I like to thin out by the rule of the threes: yes, no, and maybe. The yes pile is the pile where my instincts immediately click in and tell me to keep it. “Why I forgot I owned the complete run of the beloved British sitcom Blackadder, we're keeping that!” The same works for the no pile, “Oh, a copy of Julie & Julia that I was given as a Christmas gift. That was the movie I saw on that really horrible date. I can get rid of that.”

The maybe pile is where the real hell begins. The maybe pile is where I have 20 minute conversations with myself trying to determine if I want to keep something or not. The titles that fall into here include the ones that I'm considering upgrading to blu-ray, or the ones that I've partially upgraded to blu-ray. An example of this is the David Suchet Poirot series. I've owned episodes of that on almost every format it was released on. VHS, then DVD, and now Blu-Ray.

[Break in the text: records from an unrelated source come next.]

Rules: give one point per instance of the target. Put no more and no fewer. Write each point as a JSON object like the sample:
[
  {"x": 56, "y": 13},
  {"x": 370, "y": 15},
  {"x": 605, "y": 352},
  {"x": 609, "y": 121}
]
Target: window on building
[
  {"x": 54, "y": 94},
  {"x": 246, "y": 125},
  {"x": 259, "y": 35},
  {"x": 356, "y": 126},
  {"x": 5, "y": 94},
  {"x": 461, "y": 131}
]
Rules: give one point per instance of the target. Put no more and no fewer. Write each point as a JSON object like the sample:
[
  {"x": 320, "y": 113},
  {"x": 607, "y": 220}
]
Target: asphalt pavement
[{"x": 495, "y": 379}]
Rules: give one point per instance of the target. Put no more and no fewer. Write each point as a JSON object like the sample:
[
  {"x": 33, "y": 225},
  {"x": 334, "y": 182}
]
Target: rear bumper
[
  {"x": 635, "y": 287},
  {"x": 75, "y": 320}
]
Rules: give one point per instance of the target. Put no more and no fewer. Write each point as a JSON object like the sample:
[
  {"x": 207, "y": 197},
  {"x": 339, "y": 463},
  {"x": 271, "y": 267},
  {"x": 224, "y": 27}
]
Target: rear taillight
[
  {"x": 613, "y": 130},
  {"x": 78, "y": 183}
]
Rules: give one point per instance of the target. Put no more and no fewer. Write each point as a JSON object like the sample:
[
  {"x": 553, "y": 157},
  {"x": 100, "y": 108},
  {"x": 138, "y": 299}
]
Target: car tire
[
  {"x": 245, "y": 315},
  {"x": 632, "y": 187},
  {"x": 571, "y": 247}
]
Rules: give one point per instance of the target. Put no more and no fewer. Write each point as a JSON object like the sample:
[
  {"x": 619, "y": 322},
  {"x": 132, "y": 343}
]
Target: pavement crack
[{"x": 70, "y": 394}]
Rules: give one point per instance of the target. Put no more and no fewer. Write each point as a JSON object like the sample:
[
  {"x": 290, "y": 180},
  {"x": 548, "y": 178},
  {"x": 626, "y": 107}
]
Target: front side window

The Blu-Rays are amazingly clear new masters made from the 16mm negatives. The show looks the best it ever has, but I've only gotten two of the seasons on that format. “I mean, at some point I'm gonna get the other titles, but what if I want to watch the ones I don't have? It is on Netflix, but still...” that type of thing. That's what goes on my brain, and after the use of vein digram, I put my DVDs of the show aside.


  For some this wouldn't be the labor intensive task, but for me, thinning out my library of my beloved movies and TV series is not a simple yes and no affair. It gets done, and whatever I thin out will soon be replaced with some new titles. It's a cycle, but I am a film geek, and I love my movies, so it's always gonna be a sizable amount.